Our investigation into the overall impact of the reforms tells the same story as the bedroom tax news: simply slicing at people's income is not an effective way to encourage positive behavioural change. Simply pushing at people with brutal reductions to their finances won't enable people to improve their situation. People are keen to engage and make changes, but the lack of guidance available presents a real barrier: "There's been no help. There's been no support. Every time I ask for help I come up against a brick wall."
This leads to a broader question: the relentless focus on individuals without looking at broader structural issues is an ineffective way to fix complex problems. The cutting of people's housing benefit via the bedroom tax has not addressed the fact that we simply don't have enough houses and property prices are skyrocketing. Enforcing stricter conditions on jobseekers or setting an absolute cap on what each family can receive doesn't address the fact that there remain four unemployed people per vacancy, or that employers are continuing to pay extremely low wages and increasing them only half as fast as prices rise. According to Newham Council's research, for example, 20% of workers in the borough say they earn less than the minimum wage.

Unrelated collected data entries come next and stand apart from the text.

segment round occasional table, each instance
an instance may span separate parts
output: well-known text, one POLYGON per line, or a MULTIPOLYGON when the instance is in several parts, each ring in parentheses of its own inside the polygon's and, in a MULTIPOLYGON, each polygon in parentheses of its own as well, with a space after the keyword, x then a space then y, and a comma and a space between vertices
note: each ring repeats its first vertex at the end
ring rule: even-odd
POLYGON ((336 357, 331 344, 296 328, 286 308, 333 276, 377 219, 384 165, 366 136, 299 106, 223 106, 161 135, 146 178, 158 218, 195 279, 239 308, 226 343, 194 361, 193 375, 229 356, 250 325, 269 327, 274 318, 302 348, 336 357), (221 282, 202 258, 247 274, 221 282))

Focusing so heavily on individuals, as the coalition's welfare reforms do, does nothing to address these structural issues, and the welfare cap enacted last week is set to further entrench this approach. It locks politicians into exchanging blows about which narrow individual-facing changes they would make, without considering broader structures--we saw Iain Duncan Smith start this the day after the cap was passed. The cap forces continued salami slicing of the finances of the poorest: something which our evidence shows won't help people, society or the public purse.
The fact that the most ambitious welfare reforms since 1945 are struggling to achieve their policy objectives should concern anyone who cares about building a better society. We need a more nuanced and supportive approach to reforming welfare - one which takes into account the variety of individuals circumstances and capabilities, and which supports people to navigate changes and improve their situations.